It's probably relative. Some years back, a provider who had a presence on the internet/in newsgroups might well still have been under the radar - in a sense. But the internet has become another "utility", another branch of the media. Now she'd have to stay off the internet to be off the radar, I think. Or,maybe, be on the internet (in a forum or two), but discreetly, and certainly w/out her own web site. (For that reason I worry a bit, sometimes, about my own favorite, Julie of NYC: is she too high profile??)
Regarding the serial in Salon.com: was a very good series, until near the end, when she decided to marry the prince and the series abruptly ended. Hey, I thought nobody, leastways not women, believed in those happyendings anymore. (For you guys who havent read it, by "the prince" I mean the unbelievably obtuse guy who seemed never to figure her out and who proposed, especially since, in the series, the guy's sister seemed to have figured her out). The premise was a Canadian-Chinesewoman who started in her career in her teens and moved on to NYC. But there were interesting insights into the workiing girl's condition - including to kiss, or not to kiss, and to orgasm, or not to orgasm. (At the end there wasome drama - an IRS-investigator was stalking her, for supposed investigative reasons, and then got busted himself). I downloaded a lot of the stories onto a different computer, and will upload the urls is anybody cares.

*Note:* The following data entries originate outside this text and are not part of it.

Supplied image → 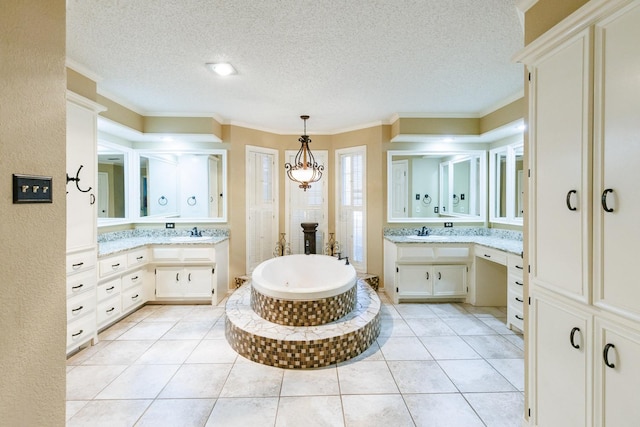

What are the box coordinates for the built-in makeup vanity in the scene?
[384,228,524,330]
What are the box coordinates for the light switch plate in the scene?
[13,173,53,203]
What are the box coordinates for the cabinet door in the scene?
[182,266,213,298]
[156,267,185,298]
[67,102,97,251]
[433,265,467,296]
[530,295,592,427]
[529,31,591,302]
[594,321,640,427]
[396,264,433,298]
[594,2,640,318]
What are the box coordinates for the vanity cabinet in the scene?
[66,92,104,353]
[384,240,470,304]
[519,0,640,426]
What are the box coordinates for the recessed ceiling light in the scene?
[206,62,236,76]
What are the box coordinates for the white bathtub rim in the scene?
[251,254,358,301]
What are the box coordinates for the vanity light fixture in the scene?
[206,62,236,77]
[284,116,324,191]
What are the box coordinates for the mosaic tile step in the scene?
[225,280,380,369]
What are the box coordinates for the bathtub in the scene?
[251,255,357,326]
[251,255,357,300]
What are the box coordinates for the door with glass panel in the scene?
[336,146,367,273]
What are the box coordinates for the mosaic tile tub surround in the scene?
[225,280,380,369]
[251,282,357,326]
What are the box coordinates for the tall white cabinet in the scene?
[66,92,104,352]
[518,0,640,427]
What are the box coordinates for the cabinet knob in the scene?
[569,328,580,348]
[602,343,616,369]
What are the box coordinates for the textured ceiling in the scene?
[67,0,523,134]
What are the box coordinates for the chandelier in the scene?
[284,116,324,191]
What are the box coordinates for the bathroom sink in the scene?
[170,236,213,243]
[407,236,447,242]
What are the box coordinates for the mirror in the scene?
[489,141,524,224]
[137,150,226,222]
[96,140,131,223]
[387,150,487,223]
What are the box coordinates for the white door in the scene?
[530,28,591,302]
[98,172,109,218]
[391,160,409,218]
[593,2,640,316]
[285,150,329,254]
[336,146,367,273]
[245,146,278,273]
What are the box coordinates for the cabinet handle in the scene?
[602,343,616,369]
[567,190,578,211]
[569,328,580,348]
[602,188,613,212]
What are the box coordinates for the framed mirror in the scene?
[489,141,524,225]
[96,139,132,225]
[387,150,487,223]
[135,150,227,222]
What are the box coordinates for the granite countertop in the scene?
[98,229,229,257]
[384,228,523,255]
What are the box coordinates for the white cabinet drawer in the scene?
[67,316,96,351]
[122,285,145,312]
[127,249,149,268]
[475,245,507,265]
[67,268,97,297]
[99,254,127,277]
[507,254,524,275]
[122,269,144,290]
[97,278,122,302]
[66,250,96,274]
[67,292,96,322]
[96,295,122,326]
[182,248,215,261]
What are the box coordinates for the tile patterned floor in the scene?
[67,293,524,427]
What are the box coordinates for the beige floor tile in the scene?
[67,400,152,427]
[388,360,458,393]
[276,396,344,427]
[206,397,278,427]
[96,365,180,399]
[136,399,215,427]
[342,394,414,427]
[159,363,233,400]
[280,366,340,396]
[437,360,515,393]
[404,394,484,427]
[338,361,399,395]
[378,337,433,360]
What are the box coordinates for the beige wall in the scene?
[0,0,66,426]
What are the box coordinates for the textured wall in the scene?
[0,0,66,426]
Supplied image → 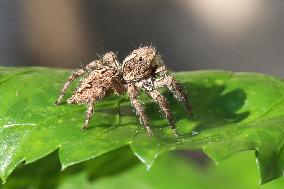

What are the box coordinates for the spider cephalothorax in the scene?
[56,46,191,135]
[122,46,192,135]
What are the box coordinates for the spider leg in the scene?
[82,100,94,130]
[147,90,178,136]
[155,75,193,116]
[127,83,153,135]
[55,69,85,105]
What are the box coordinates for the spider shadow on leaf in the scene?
[86,82,250,135]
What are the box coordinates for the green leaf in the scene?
[58,152,284,189]
[0,67,284,183]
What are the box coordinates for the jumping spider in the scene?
[56,46,192,136]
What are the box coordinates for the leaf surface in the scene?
[0,67,284,183]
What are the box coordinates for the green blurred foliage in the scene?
[0,67,284,183]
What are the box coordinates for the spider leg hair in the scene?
[127,83,153,135]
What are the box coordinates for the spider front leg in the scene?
[148,90,178,137]
[82,100,94,130]
[155,71,193,116]
[55,69,85,105]
[127,83,153,135]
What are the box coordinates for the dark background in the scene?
[0,0,284,77]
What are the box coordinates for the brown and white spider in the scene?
[55,52,126,129]
[122,46,192,135]
[56,46,192,135]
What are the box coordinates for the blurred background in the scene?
[0,0,284,77]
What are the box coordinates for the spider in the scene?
[122,46,192,136]
[55,46,192,136]
[55,52,126,129]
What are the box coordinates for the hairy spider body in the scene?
[56,46,191,135]
[55,52,126,129]
[122,46,192,135]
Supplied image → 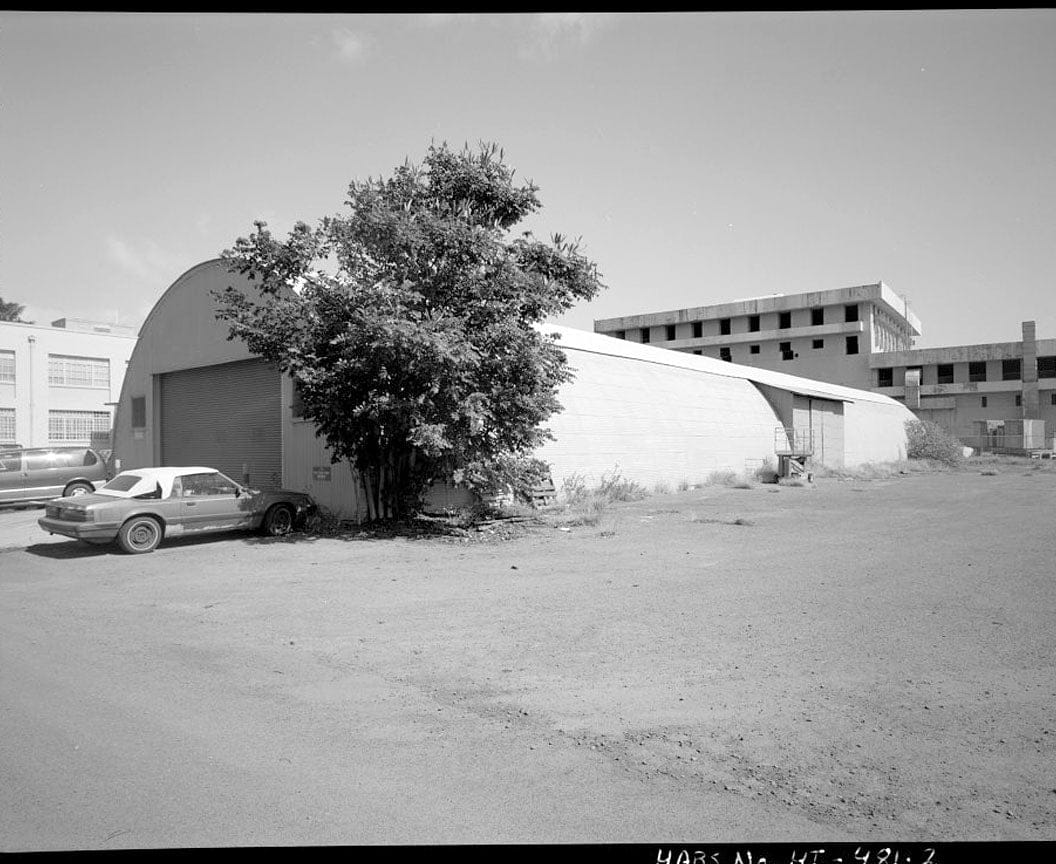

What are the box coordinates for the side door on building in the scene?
[172,471,252,533]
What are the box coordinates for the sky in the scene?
[0,10,1056,348]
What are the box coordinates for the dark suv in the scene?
[0,447,107,505]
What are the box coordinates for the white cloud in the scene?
[521,12,619,59]
[106,234,187,285]
[332,27,370,63]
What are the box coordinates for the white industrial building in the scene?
[115,260,912,518]
[0,318,136,447]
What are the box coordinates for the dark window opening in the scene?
[132,396,147,429]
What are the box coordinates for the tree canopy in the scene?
[0,297,27,324]
[216,144,603,519]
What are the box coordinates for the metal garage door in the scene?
[792,394,844,468]
[158,360,282,489]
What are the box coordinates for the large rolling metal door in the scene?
[158,360,282,489]
[792,394,844,468]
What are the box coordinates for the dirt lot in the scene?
[0,461,1056,850]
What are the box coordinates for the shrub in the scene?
[458,455,550,504]
[906,420,964,465]
[598,466,649,501]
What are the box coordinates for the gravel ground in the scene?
[0,461,1056,850]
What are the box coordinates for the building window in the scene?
[0,351,15,384]
[132,396,147,429]
[48,411,110,444]
[48,354,110,390]
[0,408,15,444]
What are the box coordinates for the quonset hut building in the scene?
[114,260,912,519]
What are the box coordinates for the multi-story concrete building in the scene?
[595,282,921,389]
[0,318,136,447]
[869,321,1056,449]
[595,282,1056,448]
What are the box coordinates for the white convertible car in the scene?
[37,467,316,555]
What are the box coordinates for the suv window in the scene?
[25,450,82,471]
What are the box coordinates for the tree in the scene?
[0,297,26,324]
[215,144,603,520]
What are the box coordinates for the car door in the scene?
[178,471,248,533]
[0,450,25,503]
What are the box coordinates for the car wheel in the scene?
[117,516,162,555]
[263,504,294,537]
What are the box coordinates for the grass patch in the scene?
[906,420,964,465]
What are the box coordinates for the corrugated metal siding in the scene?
[158,360,282,489]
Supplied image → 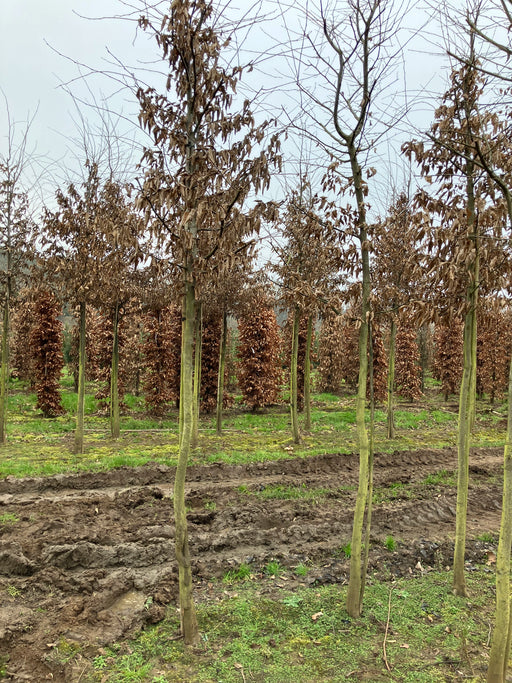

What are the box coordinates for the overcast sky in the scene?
[0,0,464,214]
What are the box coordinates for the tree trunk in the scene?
[359,325,375,605]
[386,317,396,439]
[453,162,480,596]
[216,311,228,435]
[0,296,10,444]
[191,302,203,448]
[290,306,300,444]
[347,147,371,618]
[110,303,121,439]
[173,282,199,645]
[304,315,313,432]
[73,301,85,455]
[487,352,512,683]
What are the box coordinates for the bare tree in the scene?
[286,0,406,617]
[138,0,278,644]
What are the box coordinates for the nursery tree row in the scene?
[0,0,512,681]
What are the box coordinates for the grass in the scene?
[0,376,505,478]
[83,567,494,683]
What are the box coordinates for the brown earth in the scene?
[0,449,503,681]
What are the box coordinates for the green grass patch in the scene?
[254,484,329,502]
[423,470,457,486]
[85,568,494,683]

Somewhere else I saw a piece, also on the web, discussing how the web had changed the econommics of sexual work. Was contended that the ability of providers to advertise on and make arrangements over the internet had eliminated the middlemen (middlepersons? pimps? madames?), and had also led to higher prices (since there were fewer risks for the providers - but that might not actually be true, I suppose, if LE hangs out on the various boards and decides to be a pain in the ass and take its job seriously).